Tonight is Quiz Night at Memorial Episcopal Church, an event for which I prepared a few questions, and the occasion brought up recollections of what I fondly called “our brutal applicant test” at The Baltimore Sun.
The test I took in 1985 when applying to the copy desk* at The Sun was several pages of questions on general knowledge. Later, when I had become a manager, Andy Faith, then chief of the desk, greeted me one afternoon by muttering, “The test has been compromised.” Someone had gotten hold of it and handed out copies at a job fair. Andy invited me to revise it, and I made it mine.
For most of the past fourteen years, copy desk applicants who got past the first stage of scrutiny were invited to come to Calvert Street for a series of interviews and the test, which, in its final version, comprised two sections:
General knowledge: Ten questions each in twelve categories: arts, business and economics, current events, English, geography, history, law, literature, mathematics, religion, science and medicine, and sports.
Editing: A set of ten short passages presenting various problems of grammar, usage, clarity, and taste, followed by two short articles presenting a range of editing issues — all taken, mind you, from in-house copy.
Over the years, the general knowledge portion proved to be a reliable indicator of performance, within limits. That is, applicants who scored low tended not to carry enough furniture upstairs to be effective editors. People who scored well might or might not be successful — only one applicant ever scored above 90 percent on the general knowledge segment, and I subsequently fired her because she was an abrasive know-it-all who alienated her colleagues on the desk.
The general knowledge questions** were a mixture of the reasonably easy and the fairly recondite, but it was the former items that always surprised. There are things you would think that everybody knows. You would be mistaken. Perhaps shocked, particularly by the answers, or lack of them, by recent college graduates. (The eye-opener for the applicant was the editing portion, which revealed just how badly one could write and still be employed by a major newspaper.)
I toyed once with adding a bogus question for fun: “List the pharaohs of Egypt’s XVIIIth Dynasty, according to height,” but decided, especially after a couple of applicants left the building in tears, that the test as it stood was already cruel enough. Besides, Tutankhamun never really got his growth.
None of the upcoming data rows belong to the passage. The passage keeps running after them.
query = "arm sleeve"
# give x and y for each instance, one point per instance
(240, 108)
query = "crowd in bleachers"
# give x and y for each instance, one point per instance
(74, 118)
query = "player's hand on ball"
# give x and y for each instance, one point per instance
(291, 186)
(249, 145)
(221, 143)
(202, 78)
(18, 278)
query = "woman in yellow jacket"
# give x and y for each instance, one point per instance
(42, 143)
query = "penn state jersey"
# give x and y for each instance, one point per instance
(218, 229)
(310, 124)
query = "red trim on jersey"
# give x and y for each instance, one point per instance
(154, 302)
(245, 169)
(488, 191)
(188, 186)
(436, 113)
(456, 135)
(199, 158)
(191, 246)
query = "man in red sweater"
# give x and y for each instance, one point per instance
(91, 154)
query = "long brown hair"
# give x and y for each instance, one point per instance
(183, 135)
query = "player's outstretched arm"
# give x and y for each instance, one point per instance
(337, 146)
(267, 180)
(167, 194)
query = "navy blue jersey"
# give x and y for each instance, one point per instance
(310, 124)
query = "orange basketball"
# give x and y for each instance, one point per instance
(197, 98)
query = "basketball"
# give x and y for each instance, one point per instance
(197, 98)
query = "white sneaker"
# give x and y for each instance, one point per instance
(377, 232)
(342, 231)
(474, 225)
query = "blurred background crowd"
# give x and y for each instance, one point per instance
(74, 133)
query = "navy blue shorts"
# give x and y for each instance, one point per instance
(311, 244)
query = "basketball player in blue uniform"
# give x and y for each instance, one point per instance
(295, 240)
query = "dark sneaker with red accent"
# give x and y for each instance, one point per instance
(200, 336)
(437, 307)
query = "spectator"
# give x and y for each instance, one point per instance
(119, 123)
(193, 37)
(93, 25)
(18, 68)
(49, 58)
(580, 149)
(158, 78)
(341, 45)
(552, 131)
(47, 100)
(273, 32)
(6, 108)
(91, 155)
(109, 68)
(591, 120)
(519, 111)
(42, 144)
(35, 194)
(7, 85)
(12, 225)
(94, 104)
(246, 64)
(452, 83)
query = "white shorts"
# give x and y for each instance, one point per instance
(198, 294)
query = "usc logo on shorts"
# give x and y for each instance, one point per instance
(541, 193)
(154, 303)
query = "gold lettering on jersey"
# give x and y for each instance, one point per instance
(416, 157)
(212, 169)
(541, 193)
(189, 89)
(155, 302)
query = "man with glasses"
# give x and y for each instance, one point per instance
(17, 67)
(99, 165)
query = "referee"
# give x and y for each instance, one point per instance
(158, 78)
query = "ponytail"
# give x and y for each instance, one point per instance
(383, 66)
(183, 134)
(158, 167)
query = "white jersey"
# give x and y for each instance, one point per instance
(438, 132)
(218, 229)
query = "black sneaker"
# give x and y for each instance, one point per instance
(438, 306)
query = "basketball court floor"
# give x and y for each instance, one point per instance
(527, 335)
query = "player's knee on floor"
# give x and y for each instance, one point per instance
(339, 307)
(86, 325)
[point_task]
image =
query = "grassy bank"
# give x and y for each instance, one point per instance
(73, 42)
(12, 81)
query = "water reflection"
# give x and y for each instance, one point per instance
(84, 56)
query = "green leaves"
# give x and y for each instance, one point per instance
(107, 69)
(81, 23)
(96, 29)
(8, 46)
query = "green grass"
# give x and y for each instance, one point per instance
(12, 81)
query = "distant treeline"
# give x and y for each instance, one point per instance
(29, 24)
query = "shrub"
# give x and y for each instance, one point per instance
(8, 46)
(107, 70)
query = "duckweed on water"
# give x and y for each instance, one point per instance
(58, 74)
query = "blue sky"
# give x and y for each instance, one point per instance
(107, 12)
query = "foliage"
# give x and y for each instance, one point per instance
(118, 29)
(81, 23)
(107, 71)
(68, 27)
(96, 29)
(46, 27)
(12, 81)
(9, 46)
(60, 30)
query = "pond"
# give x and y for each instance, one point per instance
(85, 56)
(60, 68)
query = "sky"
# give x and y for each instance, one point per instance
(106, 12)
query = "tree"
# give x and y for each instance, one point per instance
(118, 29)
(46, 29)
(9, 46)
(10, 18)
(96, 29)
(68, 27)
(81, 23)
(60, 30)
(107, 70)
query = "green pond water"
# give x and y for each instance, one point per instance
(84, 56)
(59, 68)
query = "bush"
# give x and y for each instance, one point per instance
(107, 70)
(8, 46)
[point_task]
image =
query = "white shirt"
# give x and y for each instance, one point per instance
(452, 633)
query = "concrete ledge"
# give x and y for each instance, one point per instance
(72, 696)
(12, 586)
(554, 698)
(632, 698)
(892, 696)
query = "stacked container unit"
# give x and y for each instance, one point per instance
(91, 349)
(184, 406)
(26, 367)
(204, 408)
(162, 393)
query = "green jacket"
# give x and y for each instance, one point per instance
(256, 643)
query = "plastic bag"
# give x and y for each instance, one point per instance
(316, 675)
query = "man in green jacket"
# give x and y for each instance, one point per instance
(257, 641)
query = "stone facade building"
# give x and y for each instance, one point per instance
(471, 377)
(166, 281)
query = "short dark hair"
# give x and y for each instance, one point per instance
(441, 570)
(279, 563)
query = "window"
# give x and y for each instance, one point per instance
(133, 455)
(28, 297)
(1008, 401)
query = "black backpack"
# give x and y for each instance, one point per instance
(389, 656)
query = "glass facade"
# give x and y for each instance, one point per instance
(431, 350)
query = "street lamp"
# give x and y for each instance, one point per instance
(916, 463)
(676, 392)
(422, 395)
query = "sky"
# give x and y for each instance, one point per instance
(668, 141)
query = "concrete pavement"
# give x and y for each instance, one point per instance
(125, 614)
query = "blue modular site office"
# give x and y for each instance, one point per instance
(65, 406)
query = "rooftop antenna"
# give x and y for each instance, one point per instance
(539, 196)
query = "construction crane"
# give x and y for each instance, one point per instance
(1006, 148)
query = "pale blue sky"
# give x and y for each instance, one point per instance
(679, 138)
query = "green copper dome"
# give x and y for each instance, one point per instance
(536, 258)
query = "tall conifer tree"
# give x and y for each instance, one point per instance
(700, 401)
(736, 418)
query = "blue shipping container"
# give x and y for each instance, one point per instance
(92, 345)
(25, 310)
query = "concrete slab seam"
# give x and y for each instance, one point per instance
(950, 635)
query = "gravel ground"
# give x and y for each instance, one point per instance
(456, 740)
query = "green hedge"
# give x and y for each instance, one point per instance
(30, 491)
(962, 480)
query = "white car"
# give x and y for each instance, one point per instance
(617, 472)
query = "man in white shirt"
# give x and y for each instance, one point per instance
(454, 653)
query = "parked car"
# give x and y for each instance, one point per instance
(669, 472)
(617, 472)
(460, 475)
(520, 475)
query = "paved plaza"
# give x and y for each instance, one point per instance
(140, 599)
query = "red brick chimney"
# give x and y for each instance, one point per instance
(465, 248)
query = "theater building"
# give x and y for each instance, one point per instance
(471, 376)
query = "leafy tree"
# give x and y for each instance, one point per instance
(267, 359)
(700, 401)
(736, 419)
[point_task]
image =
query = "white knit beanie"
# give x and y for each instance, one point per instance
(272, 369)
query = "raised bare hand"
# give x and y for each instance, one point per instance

So if any of you out there would like to set up a test to torment potential employees, or run a quiz night for fun or to raise funds, it should be clear by now that I’m your man.
*At one time, reporters were also required to take the test, but by the 1980s the management had apparently decided that it was not important for reporters to know things. Now, of course, as newspapers have decided to do without editors, it is no longer important for anyone to know anything.
**I am reluctant to disclose details of the items on the test, even though the prospect that The Sun will ever hire another copy editor seems as remote as the restoration of the Hapsburgs.